The Journal News
January 30, 2008

RYE – A state Supreme Court justice ruled that the waste-removal system on Hen Island, 26 acres of privately owned land dotted with summer cottages near Rye’s Milton Harbor, is not in violation of the county’s sanitation code, according to court documents released yesterday.

In a suit filed in state Supreme Court in White Plains in August, Raymond Tartaglione, a shareholder of Kuder Colony Inc., accused the 33 other owners of failing to properly dispose of waste.

The lawsuit depicted the island as a place with an archaic waste-removal system that allowed sewage to seep into Long Island Sound. Tartaglione also claimed that trash disposal was inadequate, questioned the safety of using storm-drain water for showering and washing dishes, and criticized the board’s ban on insecticides to combat mosquitoes.

Justice Orazio R. Bellantoni referred to letters from a county environmental health inspector, which stated that examinations of the island determined the septic systems showed no signs of failure.

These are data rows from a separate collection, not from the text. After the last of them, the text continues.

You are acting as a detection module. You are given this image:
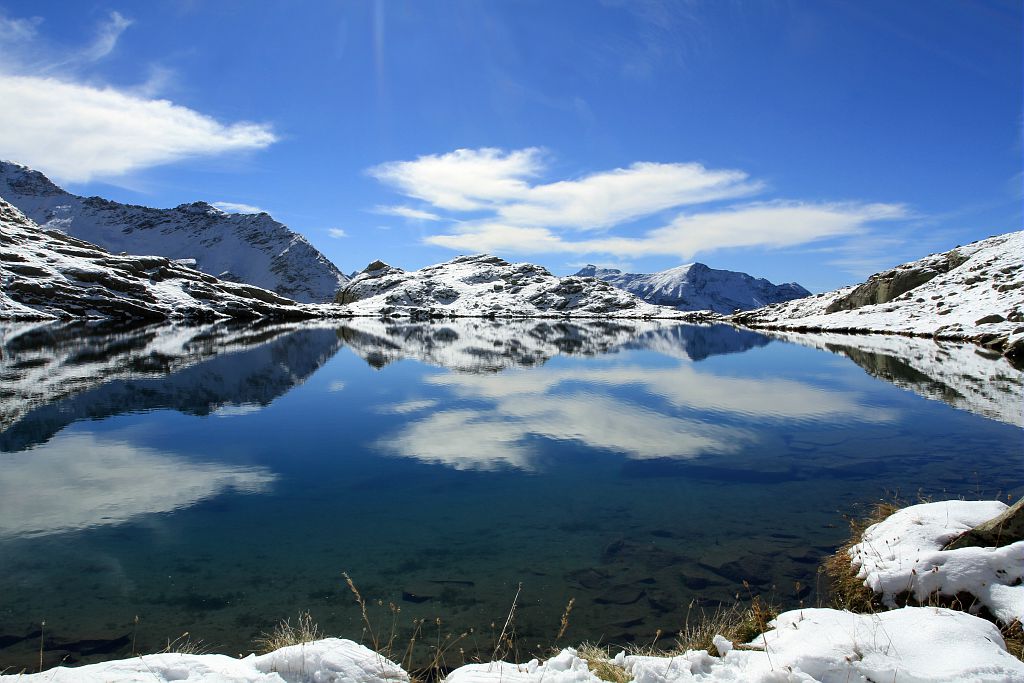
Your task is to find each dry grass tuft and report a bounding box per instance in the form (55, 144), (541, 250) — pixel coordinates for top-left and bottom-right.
(159, 631), (210, 654)
(256, 611), (324, 654)
(577, 643), (630, 683)
(821, 502), (901, 612)
(674, 596), (781, 656)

“The present system is adequate, given the soil on the island, the use of the island for only part of the year, the limited number of islanders actually occupying it and the brevity of their visits,” Bellantoni wrote in his decision. Bellantoni also ruled that because county Health Department inspections concluded West Nile virus did not pose a threat to island residents, owners had a right to refuse insecticide spraying.

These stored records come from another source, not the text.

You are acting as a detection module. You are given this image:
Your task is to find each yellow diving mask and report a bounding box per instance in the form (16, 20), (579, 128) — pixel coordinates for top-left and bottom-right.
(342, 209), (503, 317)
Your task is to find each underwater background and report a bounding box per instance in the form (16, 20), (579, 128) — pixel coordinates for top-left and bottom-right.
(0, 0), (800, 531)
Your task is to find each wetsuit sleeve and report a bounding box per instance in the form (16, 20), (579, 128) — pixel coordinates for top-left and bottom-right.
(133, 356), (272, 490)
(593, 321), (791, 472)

White Plains attorney Steven Gaines represents Raymond Tartaglione and said he was “very disappointed” with the decision.

“The decision was based upon documents that we were not provided an opportunity to respond to,” he said, explaining that letters from the environmental health commissioner were submitted to the justice after the evidence deadline at the beginning of August.

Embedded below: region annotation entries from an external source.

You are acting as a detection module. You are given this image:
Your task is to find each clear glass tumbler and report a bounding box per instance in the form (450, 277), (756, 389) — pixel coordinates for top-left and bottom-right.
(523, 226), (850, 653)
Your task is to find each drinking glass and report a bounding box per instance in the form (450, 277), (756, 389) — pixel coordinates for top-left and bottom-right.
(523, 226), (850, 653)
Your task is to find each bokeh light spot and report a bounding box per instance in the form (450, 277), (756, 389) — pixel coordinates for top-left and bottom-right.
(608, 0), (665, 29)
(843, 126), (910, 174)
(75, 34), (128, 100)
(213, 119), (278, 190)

He said he plans to appeal the decision.

Benjamin Minard, president of the board of directors of Kuder Island Colony Inc., said the decision was a victory.

“As far as I’m concerned, we took an important step by the Supreme Court of New York agreeing with us,” he said. “I would have preferred not to be in a lawsuit, but we do what is necessary to protect the island and the rights of the shareholders.”

Minard said that Tartaglione’s removal from the board may have triggered the suit and that the suit has damaged Hen Island’s image.

“He’s a disgruntled shareholder. He is an angry man,” Minard said. “I’ve been on the island for 60 years, and we’ve never had a problem. We are good neighbors to the people in Rye and Greenhaven.”